日本が「資源大国」になる好機――対EU、対中国、資源エネルギー覇権競争の大転換
伝統的ビジネスからの撤退
各国では化石燃料の中でもCO2排出量が多い石炭を手放す動きが活発化し、既にベルギーは二〇一六年に脱石炭を達成しているほか、フランスをはじめ欧米各国でも二〇三〇年頃までの石炭ゼロ%の達成がめざされている(表1)。
世界の金融も脱石炭へと舵を切っている。世界銀行グループは、二〇一三年に石炭火力建設への金融支援を原則行わない方針を示している他、INGグループ(蘭)、BNPパリパ(仏)、ドイツ銀行(独)、USバンコープ(米)などが、石炭火力施設・採炭への新規直接融資を停止している。
大手電力会社が伝統的な化石燃料・原子力発電ビジネスから脱却する動きもある。一四年十一月、ドイツの四大電力会社の一つでありEU第四位の発電規模(一三年時点)を誇る従業員数約六万人のE.ON社が、ビジネス戦略の大転換を図っている。同社は本業である大規模集中型の化石燃料・原子力発電事業を従業員約二万人とともに本社から切り離して分社化することを発表。本社は、再エネ事業とその導入に適応するためのスマートグリッド事業、そして電力供給サービス事業の三つを基幹事業にしたのだ。
同じように、ドイツ四大電力会社の一つでEUでは第二位の発電規模(一三年時点)を誇る従業員数約六万人のRWE社も、一六年に大転換を行っている。同社は不採算部門化しつつある化石燃料、原子力による大規模集中型の発電事業を本社に従業員約二万人とともに残し、将来性が期待される再エネをはじめとするクリーンエネルギー事業を手掛ける新会社を立ち上げ、そこに従業員約四万人を移している。
これまで資源エネルギーの主導権を握ってきたと言っても過言ではない、石油メジャーたちのビジネス転換の動きも活発化している。石油王と呼ばれたロックフェラー家の資産を運用するロックフェラー・ファミリー・ファンドが、一六年三月、石油メジャーのエクソンモービルの株式売却を発表した。エクソンモービルといえば、ロックフェラーの源流ともいえる企業である。同ファンドのニュースリリースによれば「各国政府がCO2排出削減をめざす中で企業が石油を探査する健全な論理的根拠はない」としている。

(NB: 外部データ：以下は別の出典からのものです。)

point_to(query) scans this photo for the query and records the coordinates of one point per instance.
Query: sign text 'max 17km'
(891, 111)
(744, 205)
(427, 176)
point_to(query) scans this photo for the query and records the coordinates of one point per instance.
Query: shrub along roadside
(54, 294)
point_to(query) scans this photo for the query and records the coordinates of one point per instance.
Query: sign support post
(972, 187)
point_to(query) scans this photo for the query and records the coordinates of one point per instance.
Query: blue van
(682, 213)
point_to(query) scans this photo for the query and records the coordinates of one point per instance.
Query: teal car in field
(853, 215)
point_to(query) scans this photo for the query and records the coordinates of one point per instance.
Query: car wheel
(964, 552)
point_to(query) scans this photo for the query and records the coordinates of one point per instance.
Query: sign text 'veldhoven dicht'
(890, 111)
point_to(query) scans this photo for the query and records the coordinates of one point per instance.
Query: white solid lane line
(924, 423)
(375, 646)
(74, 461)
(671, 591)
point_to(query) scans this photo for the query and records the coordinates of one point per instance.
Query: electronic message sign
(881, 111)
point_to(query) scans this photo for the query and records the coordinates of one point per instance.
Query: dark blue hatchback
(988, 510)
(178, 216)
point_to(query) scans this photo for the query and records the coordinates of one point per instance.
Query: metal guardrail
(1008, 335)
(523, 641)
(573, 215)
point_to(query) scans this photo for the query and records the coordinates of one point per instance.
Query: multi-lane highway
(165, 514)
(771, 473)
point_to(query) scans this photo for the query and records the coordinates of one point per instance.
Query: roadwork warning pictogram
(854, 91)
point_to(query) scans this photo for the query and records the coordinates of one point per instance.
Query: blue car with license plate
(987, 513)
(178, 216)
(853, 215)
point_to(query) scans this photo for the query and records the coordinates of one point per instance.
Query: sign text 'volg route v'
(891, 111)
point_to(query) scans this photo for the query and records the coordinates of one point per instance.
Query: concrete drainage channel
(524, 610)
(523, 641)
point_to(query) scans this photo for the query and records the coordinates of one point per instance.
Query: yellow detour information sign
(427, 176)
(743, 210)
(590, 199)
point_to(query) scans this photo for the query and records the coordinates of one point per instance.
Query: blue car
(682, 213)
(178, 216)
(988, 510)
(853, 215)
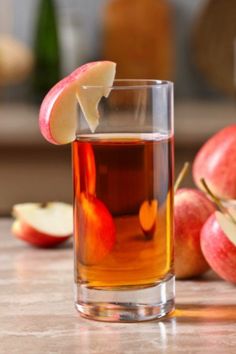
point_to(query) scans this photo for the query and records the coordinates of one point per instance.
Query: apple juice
(123, 191)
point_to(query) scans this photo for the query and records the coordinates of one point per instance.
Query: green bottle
(46, 50)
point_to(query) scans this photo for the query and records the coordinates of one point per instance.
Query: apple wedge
(218, 244)
(148, 217)
(58, 112)
(96, 233)
(43, 226)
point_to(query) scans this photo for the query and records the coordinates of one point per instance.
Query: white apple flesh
(43, 226)
(218, 244)
(216, 163)
(58, 112)
(191, 210)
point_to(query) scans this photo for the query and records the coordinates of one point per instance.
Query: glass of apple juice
(123, 204)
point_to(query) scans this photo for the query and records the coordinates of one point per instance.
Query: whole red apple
(216, 163)
(191, 210)
(218, 244)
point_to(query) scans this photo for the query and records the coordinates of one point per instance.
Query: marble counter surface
(37, 314)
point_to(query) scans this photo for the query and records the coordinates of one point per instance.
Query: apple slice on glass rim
(43, 225)
(58, 112)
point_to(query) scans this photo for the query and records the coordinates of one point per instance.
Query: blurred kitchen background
(192, 43)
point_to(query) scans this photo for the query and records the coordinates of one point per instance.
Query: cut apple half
(58, 112)
(227, 226)
(43, 226)
(148, 216)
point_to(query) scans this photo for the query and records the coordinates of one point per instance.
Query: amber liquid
(123, 198)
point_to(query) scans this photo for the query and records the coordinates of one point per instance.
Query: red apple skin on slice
(191, 210)
(96, 230)
(216, 163)
(58, 111)
(34, 237)
(218, 250)
(148, 217)
(84, 161)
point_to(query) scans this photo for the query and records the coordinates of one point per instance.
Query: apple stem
(216, 200)
(181, 176)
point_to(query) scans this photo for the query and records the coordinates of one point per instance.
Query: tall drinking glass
(123, 204)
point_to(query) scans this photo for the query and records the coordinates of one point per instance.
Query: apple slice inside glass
(58, 112)
(97, 228)
(148, 217)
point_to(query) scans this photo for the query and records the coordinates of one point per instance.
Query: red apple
(216, 163)
(148, 217)
(191, 210)
(95, 230)
(218, 244)
(58, 112)
(43, 226)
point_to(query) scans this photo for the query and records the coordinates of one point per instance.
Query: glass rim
(134, 84)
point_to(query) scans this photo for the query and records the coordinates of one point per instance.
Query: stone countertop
(37, 313)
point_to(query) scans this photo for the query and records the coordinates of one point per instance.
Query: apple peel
(54, 219)
(58, 111)
(228, 227)
(148, 216)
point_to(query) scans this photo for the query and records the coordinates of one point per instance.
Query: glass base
(113, 305)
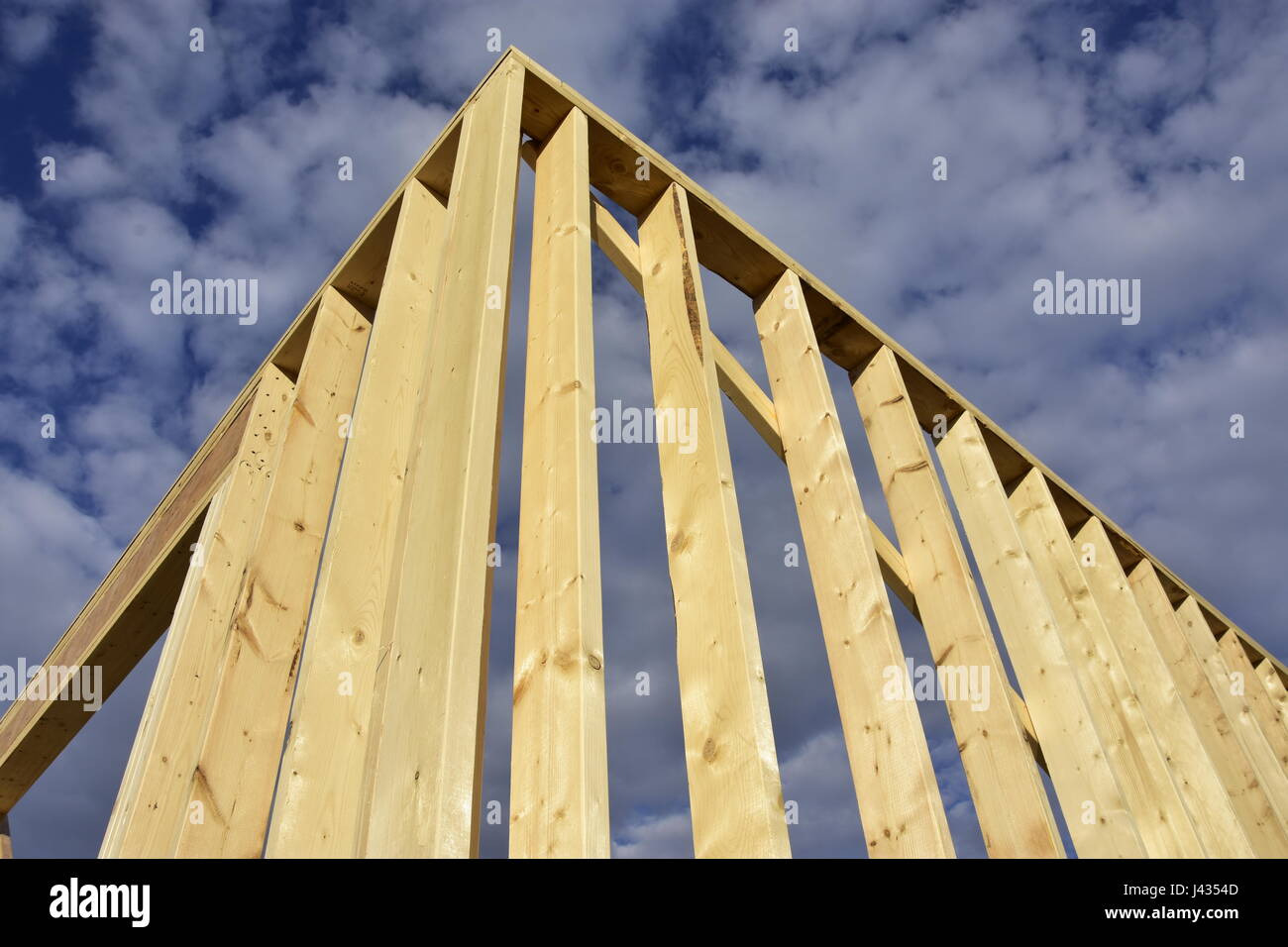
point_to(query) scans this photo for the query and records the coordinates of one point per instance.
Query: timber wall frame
(1147, 707)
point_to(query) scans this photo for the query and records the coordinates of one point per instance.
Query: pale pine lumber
(730, 248)
(317, 810)
(125, 616)
(233, 784)
(1236, 707)
(160, 805)
(1275, 689)
(1263, 710)
(1247, 793)
(1132, 751)
(1196, 777)
(1010, 800)
(1095, 812)
(559, 746)
(890, 764)
(162, 681)
(758, 408)
(734, 381)
(734, 791)
(426, 757)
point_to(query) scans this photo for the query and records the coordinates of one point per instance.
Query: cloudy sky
(1111, 163)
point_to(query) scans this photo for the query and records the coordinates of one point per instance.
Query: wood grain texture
(559, 746)
(1248, 796)
(730, 248)
(1275, 689)
(1263, 710)
(1132, 751)
(160, 808)
(1196, 777)
(320, 789)
(1234, 701)
(734, 792)
(1095, 812)
(127, 615)
(425, 761)
(232, 787)
(889, 759)
(1006, 788)
(162, 681)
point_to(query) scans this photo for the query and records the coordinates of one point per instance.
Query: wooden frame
(1125, 671)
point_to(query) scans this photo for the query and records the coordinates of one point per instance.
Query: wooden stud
(426, 758)
(160, 805)
(889, 759)
(1132, 751)
(559, 757)
(232, 788)
(1248, 796)
(162, 681)
(735, 252)
(1010, 799)
(1206, 800)
(1263, 711)
(320, 789)
(734, 791)
(1256, 746)
(1090, 796)
(759, 410)
(1275, 689)
(125, 616)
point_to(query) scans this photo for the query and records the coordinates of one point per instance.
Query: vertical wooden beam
(559, 750)
(1196, 777)
(894, 780)
(1010, 799)
(162, 681)
(1265, 764)
(1090, 796)
(426, 762)
(1249, 797)
(321, 781)
(159, 809)
(1254, 693)
(232, 789)
(734, 792)
(1275, 689)
(1146, 785)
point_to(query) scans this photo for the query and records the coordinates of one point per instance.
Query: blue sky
(1113, 163)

北欧最大手の石油・ガス企業でありノルウェーに本社を置くエクイノール(equinor)社は、二〇五〇年にノルウェーでの事業活動に伴うCO2排出量を実質ゼロにする目標を掲げ、三〇年までに年間投資額の二割を再エネを対象にする取り組みを進めている。また、石油メジャーのセブンシスターズの一角として君臨したロイヤル・ダッチ・シェルも、五〇年までのCO2排出量実質ゼロを目標に、再エネへの投資を進めるなど、化石燃料を中心とする伝統的なビジネスから撤退する動きが顕著になってきている。
台頭するプラットフォーマー
脱炭素社会の構築という流れの中で、これまで伝統的なエネルギービジネスの主導権を握っていたステイクホルダーが次々と撤退する一方、新たにエネルギー分野で台頭してきたのがGAFAをはじめとするプラットフォーマーである。

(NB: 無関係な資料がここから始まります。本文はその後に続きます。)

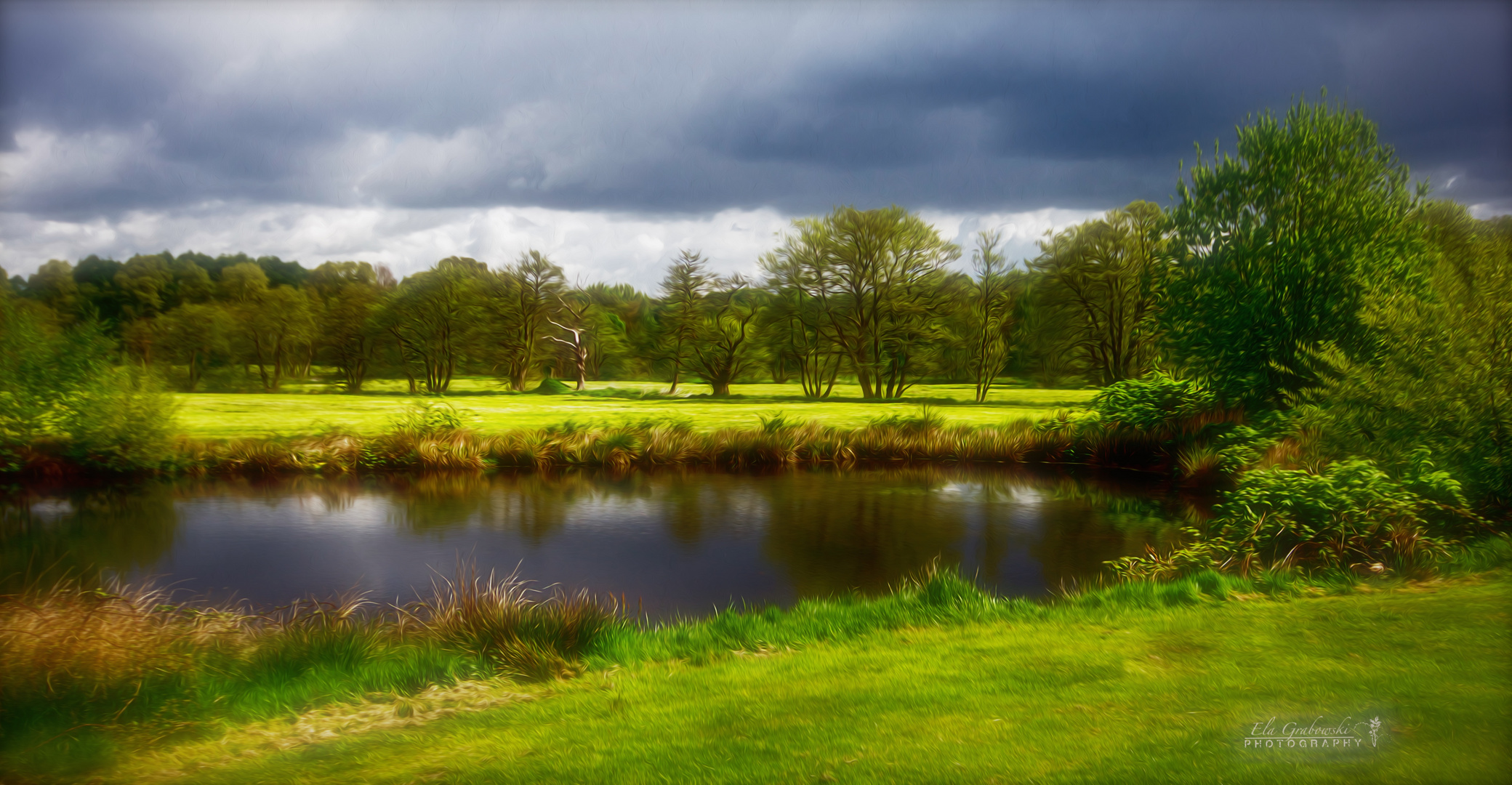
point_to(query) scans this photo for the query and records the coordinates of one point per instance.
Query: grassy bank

脱炭素社会の構築に欠かせない太陽光発電や風力発電などの再エネは、天候によって発電量が左右される変動性があるため、変動性をコントロールして、需要と供給を一致させなければならない。再エネの変動性をコントロールするには、供給側となる発電部門と需要側となる消費者をインターネットで統合するとともに、気象予測データと需給予測データを解析し、その結果をもとにしたエネルギー需給指令を各発電所と消費者にインターネットで伝達し、コントロールする必要がある。
そのためにはAI(人工知能)、IoT(モノのインターネット)、ビッグデータという高度な情報通信技術(ICT)を駆使したエネルギーシステムの構築が欠かせず、まさにそうした技術に長けたGAFAなどのプラットフォーマーの出番となるのである。
こうした再エネなどの変動性のある分散型エネルギーをコントロールする市場は「フレキシビリティ・マネジメント市場」と呼ばれ、成長市場となっている。
エネルギービジネスにおけるステイクホルダーの入れ替わりは企業の時価総額の推移からも見て取れる。企業の時価総額の上位を比較すると、二〇〇七年(五月末)は、一位エクソンモービル、五位ペトロチャイナ、七位ロイヤル・ダッチ・シェルと石油メジャーが上位に君臨していたが、一七年(五月末)には、一位アップル、二位アルファベット(グーグル持株会社)、三位マイクロソフト、四位アマゾン、五位フェイスブック、九位テンセント、一〇位アリババといったプラットフォーマーが上位を牛耳っている。一七年に一〇位以内に残った石油企業はエクソンモービルだけであり、プラットフォーマーがエネルギー分野を含めた総合力で台頭している。